When we speak of persistent types, we mean generic and specific, rather than phyletic, types, although it is assuredly true that the persistence of the great phyla, from their abrupt and contemporaneous appearance in Cambrian and pre-Cambrian rocks down to the present day, constitutes a grave difficulty for progressive evolution in general and monophyletic evolution in particular. All the great invertebrate types, such as the protozoa, the annelida, the brachiopoda, and large crustaceans called eurypterids, are found in rocks of the Proterozoic group, despite the damaged condition of the Archæan record, while in the Cambrian they are represented by a great profusion of forms. “The Lower Cambrian species,” says Dana, “have not the simplicity of structure that would naturally be looked for in the earliest Palæozoic life. They are perfect of their kind and highly specialized structures. No steps from simple kinds leading up to them have been discovered; no line from the protozoans up to corals, echinoderms, or worms, or from either of these groups up to brachiopods, mollusks, trilobites, or other crustaceans. This appearance of abruptness in the introduction of Cambrian life is one of the striking facts made known by geology.” (“Manual,” p. 487.) Thus, as we go backward in time, we find the great organic phyla retaining their identity and showing no tendency to converge towards a common origin in one or a few ancestral types. For this reason, as we shall see presently, geologists are beginning to relegate the evolutionary process to unknown depths below the explored portion of the “geological column.” What may lurk in these unfathomed profundities, it is, of course, impossible to say, but, if we are to judge by that part of the column which is actually exposed to view, there is no indication whatever of a steady progression from lower, to higher, degrees of organization, and it takes all the imperturbable idealism of a scientific doctrinaire to discern in such random, abrupt, and unrelated “origins” any evidence of what Blackwelder styles “a slow but steady increase in complexity of structure and in function.” (Science, Jan. 27, 1922, p. 90.)

But, while the permanence of phyletic types excludes progress, that of generic and specific types excludes change, and hence it is in the latter phenomenon, especially, that the theory of transformism encounters a formidable difficulty. Palæobotany furnishes numerous examples of the persistence of unchanged plant forms. Ferns identical with the modern genus Marattia occur in rocks of the Palæozoic group. Cycads indistinguishable from the extant genera Zamia and Cycas are found in strata belonging to the Triassic system, etc., etc.

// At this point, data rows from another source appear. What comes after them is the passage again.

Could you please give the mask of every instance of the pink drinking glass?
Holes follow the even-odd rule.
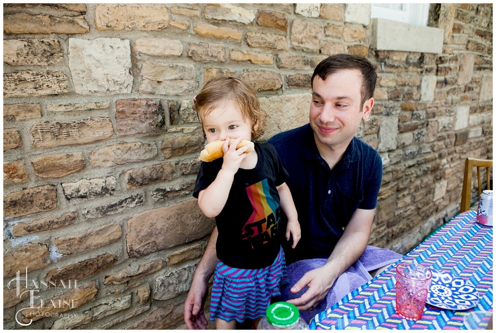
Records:
[[[396,266],[396,312],[406,319],[422,317],[433,274],[418,264],[400,263]]]

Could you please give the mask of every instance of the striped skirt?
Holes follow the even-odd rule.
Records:
[[[280,284],[287,283],[286,260],[282,249],[268,267],[245,269],[217,261],[214,273],[210,320],[226,322],[256,319],[265,316],[271,297],[280,296]]]

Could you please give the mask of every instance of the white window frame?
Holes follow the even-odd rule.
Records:
[[[409,24],[427,26],[430,3],[402,3],[402,9],[371,5],[371,18],[385,18]]]

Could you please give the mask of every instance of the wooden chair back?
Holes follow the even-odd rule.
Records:
[[[465,160],[465,169],[463,171],[463,185],[462,187],[462,199],[460,203],[460,212],[466,211],[470,209],[470,200],[472,197],[472,168],[477,168],[477,185],[479,196],[482,193],[482,183],[481,181],[481,169],[486,168],[486,178],[487,190],[491,190],[491,168],[493,167],[492,160],[479,159],[467,157]]]

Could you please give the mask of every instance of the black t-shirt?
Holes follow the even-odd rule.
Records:
[[[258,155],[253,169],[239,169],[222,211],[215,217],[219,236],[217,258],[237,268],[266,267],[281,247],[278,223],[280,219],[276,186],[285,183],[287,172],[274,147],[255,143]],[[202,162],[193,196],[212,183],[223,159]]]

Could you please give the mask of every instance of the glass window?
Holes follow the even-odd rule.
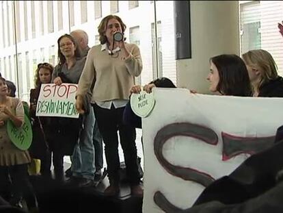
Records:
[[[6,47],[5,40],[5,19],[4,19],[5,14],[4,14],[4,1],[1,1],[1,14],[2,14],[2,18],[1,18],[2,21],[1,21],[1,23],[2,23],[2,27],[3,27],[3,29],[2,29],[2,45],[3,45],[3,47]]]
[[[53,1],[47,1],[47,21],[48,32],[54,32],[54,21],[53,21]]]
[[[119,12],[119,1],[110,1],[110,12],[114,14]]]
[[[16,42],[21,42],[20,1],[17,1],[14,2],[16,4],[16,28],[20,29],[16,32]]]
[[[39,28],[40,28],[40,34],[44,35],[44,19],[43,19],[43,2],[42,1],[39,1]]]
[[[139,1],[129,1],[129,9],[133,9],[139,6]]]
[[[161,22],[157,21],[157,39],[155,33],[155,24],[151,23],[152,54],[152,78],[162,77],[162,49],[161,49]],[[158,70],[158,72],[157,72]]]
[[[130,43],[139,46],[139,26],[130,27]],[[142,84],[142,77],[135,77],[135,84]]]
[[[259,2],[241,5],[241,52],[260,49],[260,12]]]
[[[84,23],[87,21],[87,2],[81,1],[81,22]]]
[[[99,40],[99,35],[95,36],[95,45],[99,45],[100,41]]]
[[[94,17],[95,18],[101,18],[101,1],[94,1]]]
[[[278,28],[283,1],[239,1],[241,54],[255,49],[269,51],[283,75],[283,40]]]
[[[11,29],[13,30],[12,27],[11,27],[11,26],[12,26],[12,25],[10,23],[10,21],[11,21],[11,16],[10,16],[12,15],[12,13],[10,12],[10,10],[11,10],[10,2],[6,1],[6,8],[7,8],[7,37],[8,37],[8,45],[10,47],[11,45],[11,32],[10,32],[10,30]]]
[[[43,7],[43,3],[46,8]],[[14,3],[16,9],[14,11]],[[103,15],[106,16],[111,10],[111,13],[119,12],[118,16],[126,25],[127,28],[124,32],[126,40],[137,45],[139,47],[144,68],[141,75],[136,78],[136,84],[144,85],[152,81],[153,78],[163,76],[170,77],[176,84],[173,1],[158,1],[154,4],[150,4],[149,1],[142,3],[142,7],[137,7],[138,1],[123,2],[94,1],[90,3],[86,1],[49,1],[49,2],[27,1],[26,3],[18,1],[1,1],[0,2],[0,5],[2,6],[0,9],[0,27],[1,27],[0,58],[3,69],[1,73],[7,75],[16,84],[18,79],[19,86],[23,88],[19,90],[19,95],[23,96],[21,98],[28,100],[27,94],[29,91],[27,88],[33,86],[34,72],[37,64],[42,62],[49,62],[53,65],[57,63],[57,38],[64,33],[69,33],[69,29],[72,30],[82,29],[88,34],[90,45],[100,44],[97,27]],[[9,10],[6,9],[7,4]],[[129,10],[128,7],[129,5],[131,5],[131,8],[135,9]],[[57,11],[56,8],[56,8],[56,5]],[[87,5],[94,7],[94,13],[87,14]],[[122,6],[123,10],[119,10],[122,9]],[[156,6],[155,10],[154,6]],[[75,16],[75,7],[81,8],[81,16]],[[53,14],[53,9],[57,13],[55,16]],[[10,15],[8,11],[10,11]],[[104,11],[107,14],[103,14]],[[154,13],[155,11],[156,16]],[[27,14],[27,25],[24,18],[25,13]],[[147,14],[146,21],[141,21],[140,17],[145,14]],[[8,30],[7,29],[8,16],[11,23],[10,25],[11,36],[9,37],[12,39],[13,36],[15,38],[15,36],[17,36],[16,42],[14,39],[12,39],[13,42],[11,41],[11,47],[9,48],[8,48]],[[89,20],[87,16],[93,16],[92,18]],[[20,17],[23,18],[22,20],[19,18]],[[31,23],[29,23],[29,21]],[[156,26],[155,21],[157,21]],[[16,26],[14,26],[14,22]],[[83,23],[87,24],[81,25]],[[54,27],[54,25],[56,25],[56,27]],[[27,32],[31,34],[28,35],[27,40],[25,36],[27,27]],[[16,29],[15,32],[14,32],[14,29]],[[12,33],[14,34],[12,35]],[[53,34],[50,35],[50,33]],[[41,40],[43,42],[40,42]],[[5,44],[5,47],[3,44]],[[15,51],[16,45],[17,45],[17,53]],[[16,64],[17,60],[18,64]],[[19,74],[19,72],[22,73]]]
[[[24,97],[26,94],[24,94],[24,88],[27,88],[25,86],[23,82],[24,81],[24,70],[23,68],[23,58],[22,58],[22,53],[18,53],[17,55],[18,59],[18,77],[17,79],[19,79],[18,84],[18,92],[20,97]]]
[[[32,32],[32,38],[35,38],[36,36],[36,14],[34,9],[34,1],[31,1],[31,32]]]
[[[29,39],[29,32],[27,29],[27,1],[25,1],[24,3],[24,25],[25,25],[25,40]]]
[[[62,1],[57,1],[57,14],[58,14],[58,30],[63,29],[63,10],[62,10]]]
[[[55,45],[52,45],[51,47],[49,47],[49,64],[51,64],[52,65],[55,65]]]
[[[69,1],[70,25],[75,25],[74,1]]]
[[[29,91],[29,90],[33,87],[32,85],[31,85],[31,73],[32,73],[32,72],[31,72],[30,69],[29,69],[29,52],[26,51],[25,52],[25,77],[27,79],[27,90],[26,92],[27,92],[27,91]]]
[[[6,57],[4,57],[3,62],[4,62],[4,73],[1,73],[1,74],[2,74],[2,76],[4,76],[5,77],[8,77],[8,75],[7,75],[8,72],[7,72],[7,64],[6,64]]]

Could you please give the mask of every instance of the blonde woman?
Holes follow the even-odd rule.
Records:
[[[254,97],[283,97],[283,78],[277,73],[272,55],[263,49],[254,49],[242,55],[247,66]]]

The same is true of animal types. In all the phyla some genera and even species have persisted unchanged from the oldest strata down to the present day. Among the Protozoa, for example, we have the genus Globigerina (one of the Foraminifera), some modern species of which are identical with those found in the Cretaceous. To quote the words of the Protozoologist, Charles A. Kofoid: “The Protozoa are found in the oldest fossiliferous rocks and the genera of Radiolaria therein conform rather closely to genera living today, while the fossil Dinoflagellata of the flints of Delitzsch are scarcely distinguishable from species living in the modern seas. The striking similarities of the most ancient fossil Protozoa to recent ones afford some ground for the inference that the Protozoa living today differ but little from those when life was young.” (Science, April 6, 1923, p. 397.)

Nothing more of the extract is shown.